Wednesday, June 06, 2007
Philippine Anti Money Laundering Law | AMLA
The Philippines is strengthening its laws on anti money laundering in compliance with international banking standards and criminalize money laundering. The scope and meaning of money laundering is broad, but it’s briefly defined as transactions that involve the conversion or transfer of money or proceeds to disguise its illicit or illegal origins and make it appear as coming from legitimate source. The activity is commonly attached to crime syndicates that accumulate enormous amount of money from illegal activities but now also includes terrorist, which uses the money to finance their operations.
Banks in the Philippines are now required to report any suspicious transactions involving large sums of money being moved around by individuals or organizations that appear to have questionable identities and source of funds. Like if a client declares to the bank he is unemployed but large sums of money are being deposited to his account weekly, this sends a clear signal that there is something fishy going on here and should be reported to the Anti-Money Laundering Council (AMLC) for further investigation and the freezing, seizure, forfeiture and recovery of dirty money or property.

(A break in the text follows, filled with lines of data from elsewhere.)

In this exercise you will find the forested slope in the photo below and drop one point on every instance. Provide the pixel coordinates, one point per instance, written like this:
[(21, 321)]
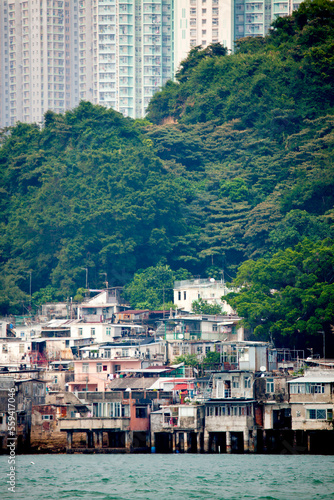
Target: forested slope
[(235, 161)]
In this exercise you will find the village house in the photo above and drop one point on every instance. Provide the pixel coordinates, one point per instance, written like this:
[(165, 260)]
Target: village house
[(201, 327), (45, 432), (119, 421), (209, 290), (27, 392)]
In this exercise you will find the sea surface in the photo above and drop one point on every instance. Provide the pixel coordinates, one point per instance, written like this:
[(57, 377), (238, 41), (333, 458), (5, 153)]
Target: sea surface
[(177, 477)]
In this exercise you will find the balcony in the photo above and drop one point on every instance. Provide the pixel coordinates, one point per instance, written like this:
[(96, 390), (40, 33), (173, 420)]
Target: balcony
[(94, 423)]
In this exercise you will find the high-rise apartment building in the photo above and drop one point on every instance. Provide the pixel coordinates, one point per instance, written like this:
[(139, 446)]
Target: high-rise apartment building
[(117, 53)]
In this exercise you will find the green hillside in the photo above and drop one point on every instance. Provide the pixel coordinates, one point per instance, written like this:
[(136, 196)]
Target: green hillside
[(234, 162)]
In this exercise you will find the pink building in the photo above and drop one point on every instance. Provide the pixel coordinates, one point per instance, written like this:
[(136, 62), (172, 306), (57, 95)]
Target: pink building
[(94, 374)]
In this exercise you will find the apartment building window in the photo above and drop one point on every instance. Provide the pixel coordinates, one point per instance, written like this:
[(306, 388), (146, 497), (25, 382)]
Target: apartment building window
[(235, 382)]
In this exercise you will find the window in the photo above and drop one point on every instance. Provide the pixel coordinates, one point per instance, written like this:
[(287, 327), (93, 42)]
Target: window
[(235, 382), (141, 412), (247, 383), (270, 388)]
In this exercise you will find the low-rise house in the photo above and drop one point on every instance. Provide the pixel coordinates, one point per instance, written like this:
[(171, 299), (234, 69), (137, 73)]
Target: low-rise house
[(202, 327), (312, 400), (94, 373), (119, 420), (103, 307), (105, 332), (229, 425), (45, 431), (209, 290)]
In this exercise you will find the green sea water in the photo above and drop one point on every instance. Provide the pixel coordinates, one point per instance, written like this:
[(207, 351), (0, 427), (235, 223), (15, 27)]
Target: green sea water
[(177, 477)]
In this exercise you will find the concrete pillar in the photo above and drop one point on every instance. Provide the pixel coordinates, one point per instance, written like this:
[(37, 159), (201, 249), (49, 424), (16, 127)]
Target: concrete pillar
[(294, 440), (206, 441), (69, 439), (98, 439), (246, 440), (152, 441), (228, 442), (253, 442)]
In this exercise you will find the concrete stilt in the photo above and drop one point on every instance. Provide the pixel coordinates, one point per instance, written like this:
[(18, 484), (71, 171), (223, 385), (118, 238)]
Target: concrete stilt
[(206, 441), (264, 434)]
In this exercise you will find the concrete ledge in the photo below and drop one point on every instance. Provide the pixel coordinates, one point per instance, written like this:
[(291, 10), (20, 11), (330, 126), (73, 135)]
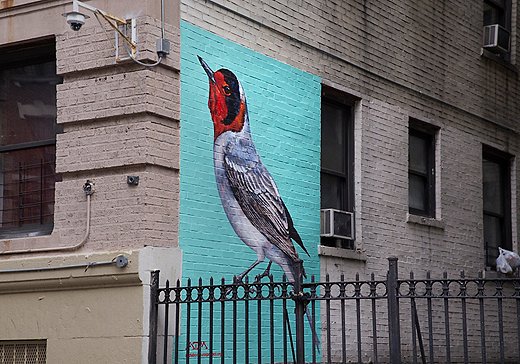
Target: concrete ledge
[(328, 251), (426, 221)]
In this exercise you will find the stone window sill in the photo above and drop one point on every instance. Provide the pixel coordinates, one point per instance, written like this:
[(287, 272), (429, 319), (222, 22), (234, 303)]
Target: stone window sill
[(328, 251), (426, 221)]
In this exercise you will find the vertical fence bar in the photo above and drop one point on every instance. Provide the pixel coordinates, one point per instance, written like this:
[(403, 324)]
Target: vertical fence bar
[(154, 306), (299, 311), (463, 293), (357, 293), (413, 317), (177, 319), (327, 308), (223, 293), (394, 330), (517, 299), (499, 294), (166, 320), (199, 321), (446, 294), (211, 299), (271, 316), (313, 307), (480, 294), (188, 320), (429, 289), (373, 293), (235, 319), (246, 321), (259, 321), (343, 321), (285, 319)]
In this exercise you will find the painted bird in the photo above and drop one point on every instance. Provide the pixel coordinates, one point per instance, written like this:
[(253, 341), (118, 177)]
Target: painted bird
[(247, 191)]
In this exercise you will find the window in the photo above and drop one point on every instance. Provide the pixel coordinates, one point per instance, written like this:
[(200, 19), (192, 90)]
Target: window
[(421, 169), (337, 159), (497, 13), (27, 139), (496, 191), (23, 351)]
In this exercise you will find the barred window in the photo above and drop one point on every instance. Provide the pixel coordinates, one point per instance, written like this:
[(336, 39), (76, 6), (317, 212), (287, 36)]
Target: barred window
[(27, 139)]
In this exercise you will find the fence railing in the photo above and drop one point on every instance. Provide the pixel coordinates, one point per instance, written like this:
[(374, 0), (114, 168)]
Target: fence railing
[(390, 320)]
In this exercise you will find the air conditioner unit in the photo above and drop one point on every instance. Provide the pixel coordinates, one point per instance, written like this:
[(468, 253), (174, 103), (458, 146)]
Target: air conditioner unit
[(496, 38), (337, 224)]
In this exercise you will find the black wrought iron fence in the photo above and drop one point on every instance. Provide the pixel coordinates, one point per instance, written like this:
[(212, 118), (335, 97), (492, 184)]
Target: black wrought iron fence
[(390, 320)]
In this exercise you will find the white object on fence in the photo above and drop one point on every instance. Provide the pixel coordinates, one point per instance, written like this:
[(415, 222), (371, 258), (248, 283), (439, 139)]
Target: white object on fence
[(507, 261)]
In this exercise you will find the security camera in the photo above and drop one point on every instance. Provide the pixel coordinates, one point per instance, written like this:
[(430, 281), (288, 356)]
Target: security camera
[(75, 19)]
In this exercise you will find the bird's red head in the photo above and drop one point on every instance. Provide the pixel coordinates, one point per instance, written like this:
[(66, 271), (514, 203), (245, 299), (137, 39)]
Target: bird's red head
[(226, 101)]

But banks are not the only institutions covered by the AMLA. Insurance companies and all other institutions supervised or regulated by the Insurance Commission plus brokers, money changers, investment houses, mutual funds, pre-need companies, foreign exchange corporations, money
payment remittance and other institutions that is supervised and regulated by the Securities and Exchange Commission (SEC). These steps are necessary to ensure that legitimate financial institutions are not used as a place for illegal or unlawful activities such as kidnap for ransom, drug trafficking, smuggling, swindling, plunder and other illegal activities.